Gema Ramos, RN, Care Services Coordinator, ALS United Greater Chicago

Constipation is defined as having a bowel movement fewer than three times per week generally with hard, dry stools, difficulty with elimination, and bloating. Unfortunately, constipation is a frequent complaint with ALS. It’s a symptom that’s not directly but indirectly brought about by ALS. To help manage or prevent constipation it is helpful to know the most common contributing factors.

Some of the possible causes and contributing factors to constipation in ALS in general are:

  • Decreased physical activity because of a decrease in muscle strength and fatigue.
  • Decreased dietary fiber intake due to changes in food choices due to chewing or swallowing difficulty.
  • Decreased fluid intake because of difficulty swallowing liquids or decreased frequency of urination due to the need for more assistance going to the bathroom.
  • Weakness in abdominal or pelvic muscles makes it more difficult to bear down and push the stool from the body.
  • Medications to control saliva, (e.g., amitriptyline, atropine) or pain (e.g., codeine) which dry up the stool.

To help manage or prevent constipation here are some alternative non-medication recommendations:

  • Stay well hydrated by increasing fluid intake including any non-alcoholic beverages, such as water, juices, milk, and thickened liquids— a liquid diet does not always contain much water, so drink plenty of water.  Aim for 8-9 cups of fluids per day. Try warm liquids, especially in the morning; Senna tea or microwaved prune juice can be helpful. It is important to establish good fluid intake before trying to increase fiber intake. High fiber intake without sufficient fluids may actually aggravate the problem
  • Gradually increase dietary fiber intake including whole grain products (bread, cereals, pasta, brown rice), vegetables, fruit, legumes (dried peas, beans, lentils), and fiber supplements (bran, psyllium). Most of the fiber in fruits is found in the skin.  Fruits with edible seeds, such as strawberries, have the most fiber.  Eat bran cereal or add bran cereal to other foods.  Eat prunes (microwaved especially).
  • Eat regular mealtimes
  • Speaking to your doctor about adjusting certain medications that contribute to constipation
  • Good bowel habits including not suppressing the urge for a bowel movement (“heeding the call of nature”)
  • Using a “Squatty Potty” or simply propping up the legs on a trash can to elevate it. Having a bowel movement in the natural squat position opens the colon, making elimination faster and reduce straining.
  • Going to see a physical therapist to have you or your caregiver learn colon massage or pelvic floor bowel management.
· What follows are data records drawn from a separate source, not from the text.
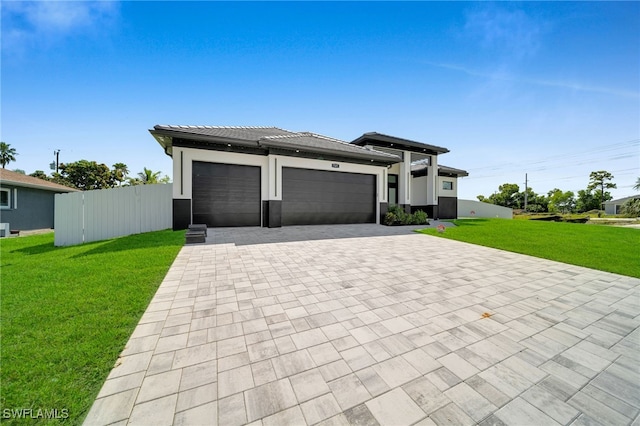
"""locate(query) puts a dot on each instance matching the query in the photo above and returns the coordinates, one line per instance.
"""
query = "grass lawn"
(606, 248)
(67, 313)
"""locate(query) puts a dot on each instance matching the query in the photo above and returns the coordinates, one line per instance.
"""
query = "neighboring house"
(615, 206)
(266, 176)
(26, 202)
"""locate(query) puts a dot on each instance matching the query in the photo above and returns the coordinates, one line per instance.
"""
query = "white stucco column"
(404, 179)
(275, 178)
(432, 181)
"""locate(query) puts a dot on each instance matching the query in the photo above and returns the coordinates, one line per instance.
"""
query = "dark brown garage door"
(226, 194)
(312, 197)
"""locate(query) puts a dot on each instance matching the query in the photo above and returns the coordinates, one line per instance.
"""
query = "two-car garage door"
(229, 195)
(312, 197)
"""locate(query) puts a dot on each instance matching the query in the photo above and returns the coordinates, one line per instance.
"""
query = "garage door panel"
(226, 194)
(321, 197)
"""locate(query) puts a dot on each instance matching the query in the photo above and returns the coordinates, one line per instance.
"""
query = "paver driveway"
(364, 324)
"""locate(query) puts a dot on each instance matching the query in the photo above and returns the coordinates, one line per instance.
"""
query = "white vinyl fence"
(82, 217)
(470, 208)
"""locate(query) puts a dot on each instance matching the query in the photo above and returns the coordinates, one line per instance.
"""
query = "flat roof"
(305, 144)
(19, 179)
(387, 141)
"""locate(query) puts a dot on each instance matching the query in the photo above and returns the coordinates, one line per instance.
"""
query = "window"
(5, 198)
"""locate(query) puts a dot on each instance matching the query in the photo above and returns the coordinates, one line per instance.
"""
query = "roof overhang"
(57, 189)
(381, 140)
(294, 144)
(451, 172)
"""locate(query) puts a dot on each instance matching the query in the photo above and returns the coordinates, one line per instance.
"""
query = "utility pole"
(525, 191)
(57, 154)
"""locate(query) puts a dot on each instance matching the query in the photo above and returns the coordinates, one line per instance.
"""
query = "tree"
(120, 172)
(7, 154)
(561, 201)
(600, 181)
(85, 175)
(586, 201)
(148, 177)
(40, 175)
(631, 208)
(507, 197)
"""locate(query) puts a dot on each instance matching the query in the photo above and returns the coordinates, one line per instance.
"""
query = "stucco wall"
(31, 208)
(470, 208)
(419, 191)
(271, 171)
(447, 192)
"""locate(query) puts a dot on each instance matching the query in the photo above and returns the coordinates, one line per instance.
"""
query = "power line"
(593, 155)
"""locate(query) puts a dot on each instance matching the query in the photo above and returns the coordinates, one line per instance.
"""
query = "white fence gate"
(470, 208)
(82, 217)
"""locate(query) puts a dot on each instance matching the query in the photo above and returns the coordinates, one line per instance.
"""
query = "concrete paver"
(366, 324)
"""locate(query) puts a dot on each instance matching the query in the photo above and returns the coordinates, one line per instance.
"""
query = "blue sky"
(549, 89)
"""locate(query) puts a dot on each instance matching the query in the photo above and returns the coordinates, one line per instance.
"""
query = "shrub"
(631, 208)
(397, 216)
(420, 218)
(390, 218)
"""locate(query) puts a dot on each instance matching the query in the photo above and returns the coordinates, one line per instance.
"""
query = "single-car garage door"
(312, 197)
(226, 194)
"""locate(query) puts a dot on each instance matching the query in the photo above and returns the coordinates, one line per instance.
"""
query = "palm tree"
(148, 177)
(120, 172)
(7, 154)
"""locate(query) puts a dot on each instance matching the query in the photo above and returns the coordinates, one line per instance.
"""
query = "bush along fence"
(397, 216)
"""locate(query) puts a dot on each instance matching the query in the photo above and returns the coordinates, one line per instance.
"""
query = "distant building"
(615, 206)
(26, 202)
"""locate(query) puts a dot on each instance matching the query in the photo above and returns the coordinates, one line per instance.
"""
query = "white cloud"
(505, 76)
(510, 32)
(25, 23)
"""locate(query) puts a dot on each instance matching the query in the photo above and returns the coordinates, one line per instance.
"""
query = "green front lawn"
(67, 313)
(605, 248)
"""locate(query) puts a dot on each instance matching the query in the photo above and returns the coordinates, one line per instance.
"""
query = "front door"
(392, 194)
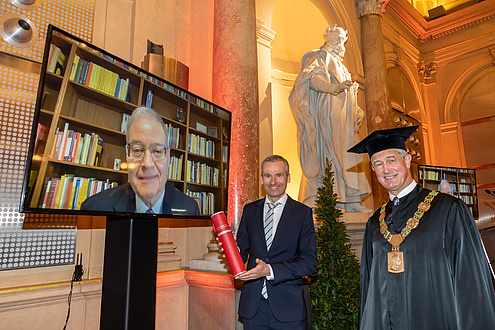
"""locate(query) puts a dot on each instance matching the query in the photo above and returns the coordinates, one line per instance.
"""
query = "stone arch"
(461, 86)
(410, 76)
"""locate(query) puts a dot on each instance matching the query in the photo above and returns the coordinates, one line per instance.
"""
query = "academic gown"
(446, 283)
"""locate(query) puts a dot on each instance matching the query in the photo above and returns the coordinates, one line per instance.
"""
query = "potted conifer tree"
(334, 288)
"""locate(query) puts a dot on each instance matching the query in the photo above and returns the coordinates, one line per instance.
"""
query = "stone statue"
(324, 104)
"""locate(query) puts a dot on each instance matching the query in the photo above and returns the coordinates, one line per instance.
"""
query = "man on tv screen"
(148, 156)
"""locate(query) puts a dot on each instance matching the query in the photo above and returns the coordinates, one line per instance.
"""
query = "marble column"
(378, 112)
(235, 87)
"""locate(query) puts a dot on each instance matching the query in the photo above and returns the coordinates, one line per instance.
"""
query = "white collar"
(404, 191)
(282, 200)
(141, 207)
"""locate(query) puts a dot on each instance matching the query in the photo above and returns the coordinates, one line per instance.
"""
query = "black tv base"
(129, 273)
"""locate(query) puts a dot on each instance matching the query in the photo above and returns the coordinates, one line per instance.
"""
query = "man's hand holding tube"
(261, 270)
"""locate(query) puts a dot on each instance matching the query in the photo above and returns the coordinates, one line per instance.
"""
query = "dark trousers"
(264, 319)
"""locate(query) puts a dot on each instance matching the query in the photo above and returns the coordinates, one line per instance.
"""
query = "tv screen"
(81, 161)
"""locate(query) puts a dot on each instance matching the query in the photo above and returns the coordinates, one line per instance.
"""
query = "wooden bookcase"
(462, 181)
(90, 110)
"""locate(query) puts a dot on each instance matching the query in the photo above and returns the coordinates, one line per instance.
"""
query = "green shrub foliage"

Colon massage is an abdominal massage that when performed correctly, can help loosen up compacted fecal matter so the muscles in the colon can move the waste along in a more effective manner.

Here are two recipes that may be helpful:

Fruit Paste for Constipation

1 pound pitted prunes
1 pound raisins
1 cup lemon juice
1 pound dried figs
1 cup brown sugar
3-4 oz pkg Senna Tea

Steep tea for 5 minutes in 3 ½ cups water and strain.  Add fruit to 2 cups of tea and boil for 5 minutes.  Add sugar and lemon juice and allow it to cool.  Blend in a food processor. Enjoy eating fruit paste straight off the spoon. Spread it on toast or add hot water and make a drink. If the fruit paste is not working (no bowel movements), then increase the amount of fruit paste each day. If the fruit paste induces very loose stools, cut down on the amount of fruit paste intake. Consider taking it every other day in some cases. This can be made and stored in the freezer in ice cube trays.

Prune Juice Cocktail

Mix together:
1 cup applesauce
1 cup oat bran or unprocessed wheat bran
1 cup of prune juice

Begin with 1-2 tablespoons each evening mixed with or followed by 6-8 oz cup of water or juice. This should help to soften and regulate your bowel movements within 2 weeks. If no change occurs, slowly increase serving to 3-4 tablespoons. This may be stored in your refrigerator or freezer. 1 to 2 tablespoon servings may be frozen in sectioned ice cube trays and thawed as needed.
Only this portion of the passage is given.